Marina: He must have seen you…
Marina: it was God who saw you Torio. He keeps eternal watch over
the dead.
Torio: Why should God keep watch over the dead? Why not you and me who
are still alive?
Marina: Oh…what you did is a horrible sacrilege! If you die, heaven will surely
not receive your soul…Yes, if you die, even hell would refuse your damned
soul!
Torio: (mad) Why do you always say “if you die” “if you die”? Do you really
want me to die?
Torio: (vehemently) You really want to get rid of me, don’t you? (Marina,
throughout, tries to interrupt—in vain) Now I see that you two have been
waiting for me to die so you could live together! Maybe a little wound like this
can put me into bed. You’re praying—praying that I will die. But I’ll disappoint
you both! I will live on and on if only to punish you by denying you the chance
to live together! I’m still young! I have hundred years before me! Not all the
dead in the world can drag me to the grave! (His raving rises in pitch) I dare
them! Yes, I dare all the dead whom I offended to take me! (Raving mad,
shouts through the window) Take me if you can! I despise all of you!

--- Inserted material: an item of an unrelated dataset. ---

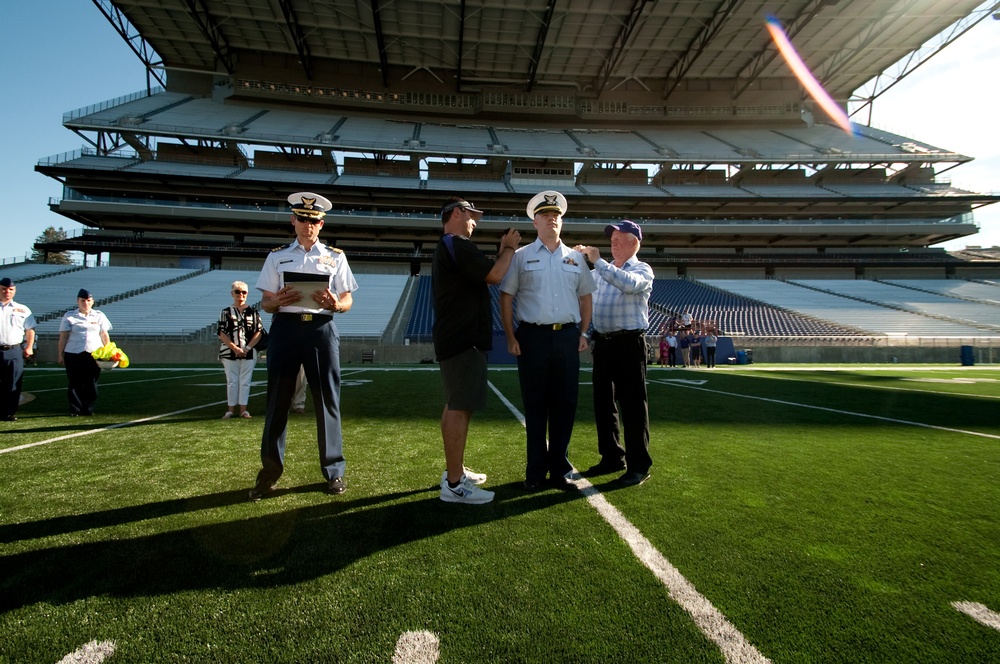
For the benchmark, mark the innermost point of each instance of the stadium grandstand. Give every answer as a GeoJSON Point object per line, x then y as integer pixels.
{"type": "Point", "coordinates": [759, 214]}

Oh, that you were all alive now and suffering in life! (Suddenly collapses).
Carding: (at Torio’s side) Torio! (to Marina) Get some water quick! (Marina
gets water as Carding tries to revive him. Then makes him drink.)
Marina: Torio…are you all, right?
Torio: (he comes to, sees Marina and speaks between gasps) I’m all right…
They cannot take me…I’m not willing to go yet. (looks around blindly)
Where’s Carding? Has he gone?
Torio: I thought…. you had left… You are not mad at me…are you?
Torio: I didn’t mean it…what I said about you. I had a drunken feeling…I just
said anything„,
Carding: You don’t have to explain. I understand very well. Try not to talk…
you need rest.
Torio: Yes, I feel tired…You two talk together…I’ll take a short nap… (to
Marina) Wake me up when he’s ready to leave, Marina…
Marina: Yes, Torio. (Torio closes his eyes; suddenly his head and his arm fall
over the edge of the cot)
Marina: (screams, shaking him) Torio! Wake up, Torio! Wake up! (flings her
body on him and cries over the body for a time; later, Carding pulls her away
and covers the body as Marina, now calmed, watches.)